Birthday Problem
The birthday problem (also called the birthday paradox) deals with the probability that in a set of \(n\) randomly selected people, at least two people share the same birthday.
Though it is not technically a paradox, it is often referred to as such because the probability is counter-intuitively high.
The birthday problem is an answer to the following question:
In a set of \(n\) randomly selected people, what is the probability that at least two people share the same birthday?
What is the smallest value of \(n\) where the probability is at least \( 50 \)% or \( 99 \)%?

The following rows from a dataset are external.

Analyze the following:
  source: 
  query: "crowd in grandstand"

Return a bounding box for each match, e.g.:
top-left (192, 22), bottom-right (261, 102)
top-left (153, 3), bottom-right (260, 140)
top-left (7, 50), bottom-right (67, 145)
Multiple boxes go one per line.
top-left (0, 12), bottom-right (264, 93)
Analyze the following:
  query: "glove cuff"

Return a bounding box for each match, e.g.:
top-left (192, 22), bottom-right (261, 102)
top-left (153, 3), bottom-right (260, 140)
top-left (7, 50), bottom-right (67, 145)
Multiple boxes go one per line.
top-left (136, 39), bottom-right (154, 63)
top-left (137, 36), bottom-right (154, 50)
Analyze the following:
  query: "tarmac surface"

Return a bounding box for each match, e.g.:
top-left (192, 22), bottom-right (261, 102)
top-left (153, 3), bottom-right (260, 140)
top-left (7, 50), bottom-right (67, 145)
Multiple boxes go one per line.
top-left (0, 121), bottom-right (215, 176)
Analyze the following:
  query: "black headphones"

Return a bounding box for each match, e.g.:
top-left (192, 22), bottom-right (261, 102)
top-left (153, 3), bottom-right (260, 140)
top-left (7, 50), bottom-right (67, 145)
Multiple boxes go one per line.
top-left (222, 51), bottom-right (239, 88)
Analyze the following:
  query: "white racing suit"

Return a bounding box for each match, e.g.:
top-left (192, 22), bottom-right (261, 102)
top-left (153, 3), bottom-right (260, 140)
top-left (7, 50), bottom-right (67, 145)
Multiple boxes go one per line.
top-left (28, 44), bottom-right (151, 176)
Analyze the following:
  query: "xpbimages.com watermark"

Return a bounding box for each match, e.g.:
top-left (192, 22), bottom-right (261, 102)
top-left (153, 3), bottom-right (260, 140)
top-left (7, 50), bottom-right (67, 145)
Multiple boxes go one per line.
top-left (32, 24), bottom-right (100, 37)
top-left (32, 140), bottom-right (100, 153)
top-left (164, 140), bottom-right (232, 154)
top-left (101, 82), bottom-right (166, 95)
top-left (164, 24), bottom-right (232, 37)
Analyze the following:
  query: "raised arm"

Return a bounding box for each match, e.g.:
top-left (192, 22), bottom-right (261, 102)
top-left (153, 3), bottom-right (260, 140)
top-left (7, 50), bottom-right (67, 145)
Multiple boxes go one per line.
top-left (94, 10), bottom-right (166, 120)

Let \(p(n)\) be the probability that at least two of a group of \(n\) randomly selected people share the same birthday. By the pigeonhole principle, since there are 366 possibilities for birthdays (including February 29), it follows that when \( n \geq 367 \), \(p(n) = 100\)%. The counterintuitive part of the answer is that for smaller \(n,\) the relationship between \(n\) and \(p(n)\) is (very) non-linear.
In fact, the thresholds to surpass \(50\)% and \(99\)% are quite small: \(50\)% probability is reached with just \(23\) people and \(99\)% with just \(70\) people.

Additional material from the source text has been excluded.